Until, that is, the weekends sodden traipsing around the metropolis that is Chatteris and it's myriad charity shops threw up some old Ladybird "Well- loved Tales" series 606, in other words, the ones we had as kids. A quick browse on ebay shows that these are now in the grip of one serious nostalgia price hike. A copy of Cinderella or Sleeping Beauty in good nick will cost you upwards of £40.00 now, and even my modest, less popular finds are worth about £15.00. I rooted out, for the princely sum of 20p the lot, "The Billy Goats Gruff", "The Enormous Turnip" and "The Big Pancake", hence the blog. I had forgotten just how weird the illustrations are. The Big Pancake in particular is quite grotesque. Here are the family of "seven hungry boys" and their mother (no father mentioned). The mother is clearly desperate to shut them up and makes them a big pancake. The boys amuse me, as they all seem to be more or less a similar age. Possibly Quintuplets and twins? But then, on second glance, either the family gene pool contains a lot of material or this woman has had offspring with several different fathers, very rapidly. Ginger, brown, black, and yes, even a prematurely grey haired child, this woman has the full range. And a natty selection of coloured bow ties to dress them in. Anyway, I am sure you know the story. The pancake does not want to be eaten, and runs away. This utterly disturbed son whose dislike of pancakes is ow compounded by the fact that they might rise up and speak to him. The whole of what looks like Bremen chases after it, failing to catch it, in an immensely repetative manner, until it is tricked, thankfully, to it's doom by an intelligent pig. the reader thanks the Lord they can stop reading. Charming, and i'm ebaying it.

I also found this fabulous recipe book for 10p. I can't wait to try out these pancakes.
Or this brussel sprout mousse.
Look at the spread here. No wonder there's a bottle of wine open (Leibfraumilch, naturally), drunk is the only way you could eat it.
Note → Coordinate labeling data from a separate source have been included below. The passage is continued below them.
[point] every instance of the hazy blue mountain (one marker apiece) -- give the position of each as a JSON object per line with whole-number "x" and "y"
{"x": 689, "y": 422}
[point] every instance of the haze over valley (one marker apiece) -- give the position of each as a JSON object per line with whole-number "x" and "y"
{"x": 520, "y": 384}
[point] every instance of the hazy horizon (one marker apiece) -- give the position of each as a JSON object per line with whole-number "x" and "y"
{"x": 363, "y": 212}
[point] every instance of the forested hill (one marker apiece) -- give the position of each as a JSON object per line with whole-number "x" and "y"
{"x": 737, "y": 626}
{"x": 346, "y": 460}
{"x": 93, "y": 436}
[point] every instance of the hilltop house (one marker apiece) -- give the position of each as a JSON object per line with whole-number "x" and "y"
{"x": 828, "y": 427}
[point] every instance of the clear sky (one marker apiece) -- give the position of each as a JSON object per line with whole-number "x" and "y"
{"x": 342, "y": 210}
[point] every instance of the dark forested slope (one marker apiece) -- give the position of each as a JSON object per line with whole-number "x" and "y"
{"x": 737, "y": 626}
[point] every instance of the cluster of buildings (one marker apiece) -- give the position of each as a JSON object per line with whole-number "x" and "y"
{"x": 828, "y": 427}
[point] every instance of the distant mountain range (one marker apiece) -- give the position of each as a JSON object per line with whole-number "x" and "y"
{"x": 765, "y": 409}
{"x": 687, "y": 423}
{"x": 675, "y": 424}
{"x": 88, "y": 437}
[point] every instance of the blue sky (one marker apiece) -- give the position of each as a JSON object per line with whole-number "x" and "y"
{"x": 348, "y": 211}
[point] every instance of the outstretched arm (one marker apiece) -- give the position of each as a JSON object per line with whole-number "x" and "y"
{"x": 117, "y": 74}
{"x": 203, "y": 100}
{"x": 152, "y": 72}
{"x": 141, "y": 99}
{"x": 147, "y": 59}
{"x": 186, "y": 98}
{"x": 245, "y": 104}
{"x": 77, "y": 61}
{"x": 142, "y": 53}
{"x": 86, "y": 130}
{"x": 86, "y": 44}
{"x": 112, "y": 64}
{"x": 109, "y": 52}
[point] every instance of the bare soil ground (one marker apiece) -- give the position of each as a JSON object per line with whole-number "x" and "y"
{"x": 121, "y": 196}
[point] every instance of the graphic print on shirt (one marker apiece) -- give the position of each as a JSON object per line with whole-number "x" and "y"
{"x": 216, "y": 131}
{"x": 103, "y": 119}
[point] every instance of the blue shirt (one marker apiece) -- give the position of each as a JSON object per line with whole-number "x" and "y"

And so, struck with inspiration, I abandoned the pancakes and instead opened 2 tins of cling peaches, one of the only fruits my lot will eat at the mo, and made a clafoutis instead. I didn't take pictures, I just ate it, and so did they.
Measured in cups. I have a measuring cup set and find it so useful.

1/2 cup sugar
3/4 cup milk full fat
3 eggs
vanilla extract
2/3 cup flour
Blend it all up, bar the fruit till it's a nice batter. Put half of it in a shallow dish, then the fruit, then the batter, then bung in oven at 350 for about 45-55 mins. Eat with ice-cream, or by yourself secretly before anyone else gets it.